Keeping Elasticsearch in Sync

Company

Elastic

Date Published

Nov. 19, 2013

Author

Andrew Cholakian

Word count

3453

Language

Hacker News points

None

URL

www.elastic.co/blog/found-keeping-elasticsearch-in-sync

Summary

Andrew Cholakian's article discusses strategies for effectively integrating Elasticsearch with an existing application by managing data flow from a primary data source, such as an SQL database, into Elasticsearch. The bulk API is highlighted as essential for efficient data replication due to its ability to handle multiple document updates quickly and reduce repetitive updates.
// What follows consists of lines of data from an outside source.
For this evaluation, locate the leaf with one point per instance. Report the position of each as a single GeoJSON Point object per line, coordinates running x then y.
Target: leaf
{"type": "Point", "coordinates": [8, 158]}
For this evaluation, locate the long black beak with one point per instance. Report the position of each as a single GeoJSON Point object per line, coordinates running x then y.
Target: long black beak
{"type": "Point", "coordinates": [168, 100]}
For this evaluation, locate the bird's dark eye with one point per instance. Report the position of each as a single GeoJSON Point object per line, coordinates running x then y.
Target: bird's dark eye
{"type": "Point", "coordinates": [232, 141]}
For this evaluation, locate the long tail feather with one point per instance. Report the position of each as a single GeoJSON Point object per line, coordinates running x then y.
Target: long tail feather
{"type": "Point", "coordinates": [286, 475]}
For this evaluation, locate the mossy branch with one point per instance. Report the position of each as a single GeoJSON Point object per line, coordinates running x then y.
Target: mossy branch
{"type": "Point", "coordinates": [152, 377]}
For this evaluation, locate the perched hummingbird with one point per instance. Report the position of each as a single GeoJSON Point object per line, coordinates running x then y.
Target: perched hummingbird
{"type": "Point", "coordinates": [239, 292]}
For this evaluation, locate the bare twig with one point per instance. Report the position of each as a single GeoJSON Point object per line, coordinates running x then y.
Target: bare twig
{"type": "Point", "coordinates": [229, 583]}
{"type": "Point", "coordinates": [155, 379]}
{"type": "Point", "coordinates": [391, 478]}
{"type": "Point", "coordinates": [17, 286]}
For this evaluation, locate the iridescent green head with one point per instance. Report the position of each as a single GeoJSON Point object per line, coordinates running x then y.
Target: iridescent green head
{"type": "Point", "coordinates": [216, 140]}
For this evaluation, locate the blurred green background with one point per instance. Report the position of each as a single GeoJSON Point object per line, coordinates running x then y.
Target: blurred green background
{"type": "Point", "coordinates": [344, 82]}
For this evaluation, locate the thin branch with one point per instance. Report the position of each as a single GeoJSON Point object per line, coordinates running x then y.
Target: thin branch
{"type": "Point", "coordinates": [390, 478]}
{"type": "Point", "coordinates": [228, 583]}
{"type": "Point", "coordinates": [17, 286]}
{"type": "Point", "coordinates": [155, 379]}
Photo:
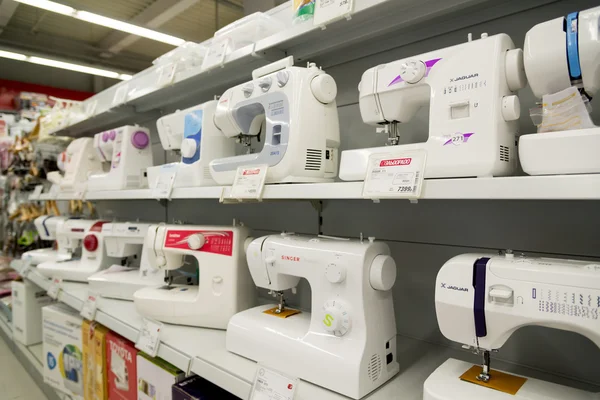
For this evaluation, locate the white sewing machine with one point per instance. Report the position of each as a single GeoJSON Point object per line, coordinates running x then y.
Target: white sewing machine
{"type": "Point", "coordinates": [482, 299]}
{"type": "Point", "coordinates": [194, 134]}
{"type": "Point", "coordinates": [126, 152]}
{"type": "Point", "coordinates": [47, 226]}
{"type": "Point", "coordinates": [125, 240]}
{"type": "Point", "coordinates": [347, 343]}
{"type": "Point", "coordinates": [81, 162]}
{"type": "Point", "coordinates": [292, 110]}
{"type": "Point", "coordinates": [93, 257]}
{"type": "Point", "coordinates": [554, 61]}
{"type": "Point", "coordinates": [473, 108]}
{"type": "Point", "coordinates": [225, 286]}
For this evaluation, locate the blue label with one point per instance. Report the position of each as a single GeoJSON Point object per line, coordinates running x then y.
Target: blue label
{"type": "Point", "coordinates": [193, 130]}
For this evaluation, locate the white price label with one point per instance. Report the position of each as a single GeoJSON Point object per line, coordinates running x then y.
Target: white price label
{"type": "Point", "coordinates": [216, 54]}
{"type": "Point", "coordinates": [149, 338]}
{"type": "Point", "coordinates": [120, 95]}
{"type": "Point", "coordinates": [88, 311]}
{"type": "Point", "coordinates": [165, 181]}
{"type": "Point", "coordinates": [396, 174]}
{"type": "Point", "coordinates": [327, 11]}
{"type": "Point", "coordinates": [249, 182]}
{"type": "Point", "coordinates": [54, 288]}
{"type": "Point", "coordinates": [272, 385]}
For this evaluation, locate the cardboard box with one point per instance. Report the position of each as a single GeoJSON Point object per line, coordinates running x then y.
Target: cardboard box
{"type": "Point", "coordinates": [121, 367]}
{"type": "Point", "coordinates": [28, 300]}
{"type": "Point", "coordinates": [198, 388]}
{"type": "Point", "coordinates": [63, 358]}
{"type": "Point", "coordinates": [94, 361]}
{"type": "Point", "coordinates": [156, 378]}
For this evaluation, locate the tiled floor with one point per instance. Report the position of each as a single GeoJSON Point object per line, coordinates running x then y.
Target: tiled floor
{"type": "Point", "coordinates": [15, 382]}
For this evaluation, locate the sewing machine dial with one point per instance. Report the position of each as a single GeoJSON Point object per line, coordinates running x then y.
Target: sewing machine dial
{"type": "Point", "coordinates": [336, 318]}
{"type": "Point", "coordinates": [413, 71]}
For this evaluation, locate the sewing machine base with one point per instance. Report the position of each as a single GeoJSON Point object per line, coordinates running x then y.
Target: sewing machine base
{"type": "Point", "coordinates": [255, 335]}
{"type": "Point", "coordinates": [445, 384]}
{"type": "Point", "coordinates": [179, 305]}
{"type": "Point", "coordinates": [561, 153]}
{"type": "Point", "coordinates": [123, 284]}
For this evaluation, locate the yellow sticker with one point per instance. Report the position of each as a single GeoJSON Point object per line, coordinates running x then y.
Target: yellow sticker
{"type": "Point", "coordinates": [500, 381]}
{"type": "Point", "coordinates": [288, 312]}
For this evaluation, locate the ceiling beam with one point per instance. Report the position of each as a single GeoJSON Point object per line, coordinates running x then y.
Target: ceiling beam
{"type": "Point", "coordinates": [7, 9]}
{"type": "Point", "coordinates": [153, 16]}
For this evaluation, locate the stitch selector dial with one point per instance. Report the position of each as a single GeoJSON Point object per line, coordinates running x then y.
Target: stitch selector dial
{"type": "Point", "coordinates": [336, 318]}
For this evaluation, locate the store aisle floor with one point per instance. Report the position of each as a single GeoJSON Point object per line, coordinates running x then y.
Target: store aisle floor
{"type": "Point", "coordinates": [15, 382]}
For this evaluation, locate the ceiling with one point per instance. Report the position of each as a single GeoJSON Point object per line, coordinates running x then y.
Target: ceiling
{"type": "Point", "coordinates": [27, 28]}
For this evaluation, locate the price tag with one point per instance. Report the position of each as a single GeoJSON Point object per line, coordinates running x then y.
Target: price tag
{"type": "Point", "coordinates": [88, 311]}
{"type": "Point", "coordinates": [327, 11]}
{"type": "Point", "coordinates": [216, 53]}
{"type": "Point", "coordinates": [120, 95]}
{"type": "Point", "coordinates": [272, 385]}
{"type": "Point", "coordinates": [395, 175]}
{"type": "Point", "coordinates": [148, 340]}
{"type": "Point", "coordinates": [165, 181]}
{"type": "Point", "coordinates": [249, 182]}
{"type": "Point", "coordinates": [54, 288]}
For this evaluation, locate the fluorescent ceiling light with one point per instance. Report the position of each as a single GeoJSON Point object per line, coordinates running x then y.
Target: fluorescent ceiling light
{"type": "Point", "coordinates": [104, 21]}
{"type": "Point", "coordinates": [64, 65]}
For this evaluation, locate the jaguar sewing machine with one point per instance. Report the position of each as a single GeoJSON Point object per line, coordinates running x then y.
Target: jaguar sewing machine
{"type": "Point", "coordinates": [194, 134]}
{"type": "Point", "coordinates": [481, 300]}
{"type": "Point", "coordinates": [293, 111]}
{"type": "Point", "coordinates": [93, 257]}
{"type": "Point", "coordinates": [473, 108]}
{"type": "Point", "coordinates": [126, 240]}
{"type": "Point", "coordinates": [47, 227]}
{"type": "Point", "coordinates": [347, 343]}
{"type": "Point", "coordinates": [81, 161]}
{"type": "Point", "coordinates": [128, 153]}
{"type": "Point", "coordinates": [224, 288]}
{"type": "Point", "coordinates": [556, 60]}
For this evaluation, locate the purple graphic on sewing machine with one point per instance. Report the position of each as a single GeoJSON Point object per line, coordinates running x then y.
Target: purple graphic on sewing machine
{"type": "Point", "coordinates": [459, 138]}
{"type": "Point", "coordinates": [429, 64]}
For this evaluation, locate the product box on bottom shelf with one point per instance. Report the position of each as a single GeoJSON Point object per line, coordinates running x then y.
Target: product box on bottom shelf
{"type": "Point", "coordinates": [121, 365]}
{"type": "Point", "coordinates": [94, 361]}
{"type": "Point", "coordinates": [28, 300]}
{"type": "Point", "coordinates": [63, 359]}
{"type": "Point", "coordinates": [156, 377]}
{"type": "Point", "coordinates": [198, 388]}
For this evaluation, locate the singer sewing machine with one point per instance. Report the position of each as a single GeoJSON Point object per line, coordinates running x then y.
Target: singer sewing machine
{"type": "Point", "coordinates": [554, 61]}
{"type": "Point", "coordinates": [125, 240]}
{"type": "Point", "coordinates": [126, 152]}
{"type": "Point", "coordinates": [224, 285]}
{"type": "Point", "coordinates": [292, 110]}
{"type": "Point", "coordinates": [47, 227]}
{"type": "Point", "coordinates": [481, 300]}
{"type": "Point", "coordinates": [194, 134]}
{"type": "Point", "coordinates": [473, 108]}
{"type": "Point", "coordinates": [93, 256]}
{"type": "Point", "coordinates": [347, 343]}
{"type": "Point", "coordinates": [81, 161]}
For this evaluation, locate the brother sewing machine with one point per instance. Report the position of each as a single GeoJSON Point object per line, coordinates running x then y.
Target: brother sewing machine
{"type": "Point", "coordinates": [556, 60]}
{"type": "Point", "coordinates": [126, 240]}
{"type": "Point", "coordinates": [481, 300]}
{"type": "Point", "coordinates": [347, 343]}
{"type": "Point", "coordinates": [194, 134]}
{"type": "Point", "coordinates": [473, 108]}
{"type": "Point", "coordinates": [81, 161]}
{"type": "Point", "coordinates": [224, 285]}
{"type": "Point", "coordinates": [93, 256]}
{"type": "Point", "coordinates": [292, 110]}
{"type": "Point", "coordinates": [126, 151]}
{"type": "Point", "coordinates": [47, 226]}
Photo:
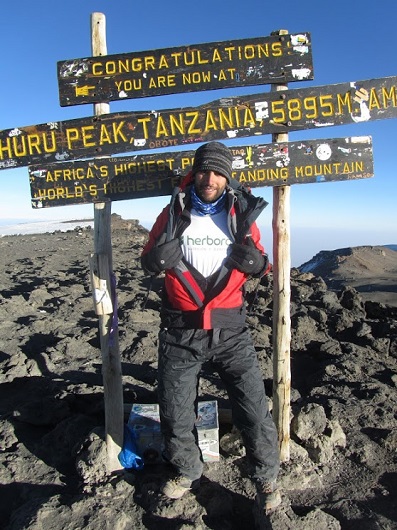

The article emphasizes the importance of designing a replication strategy that considers acceptable replication delay and data consistency, as perfect synchronization is rarely needed. It advises against frequent updates due to the high cost of modifying documents in Elasticsearch, which is based on Lucene. To manage updates efficiently, Cholakian suggests using queues with uniqueness constraints to group updates and minimize write churn, and describes the implementation of a queue-worker system to handle bulk imports. For datasets that only grow, such as logs, a simpler range-based batching method is recommended. The article also advises against marking source records for updates due to potential performance issues and recommends adopting a strategy that ensures idempotence to handle replication errors effectively.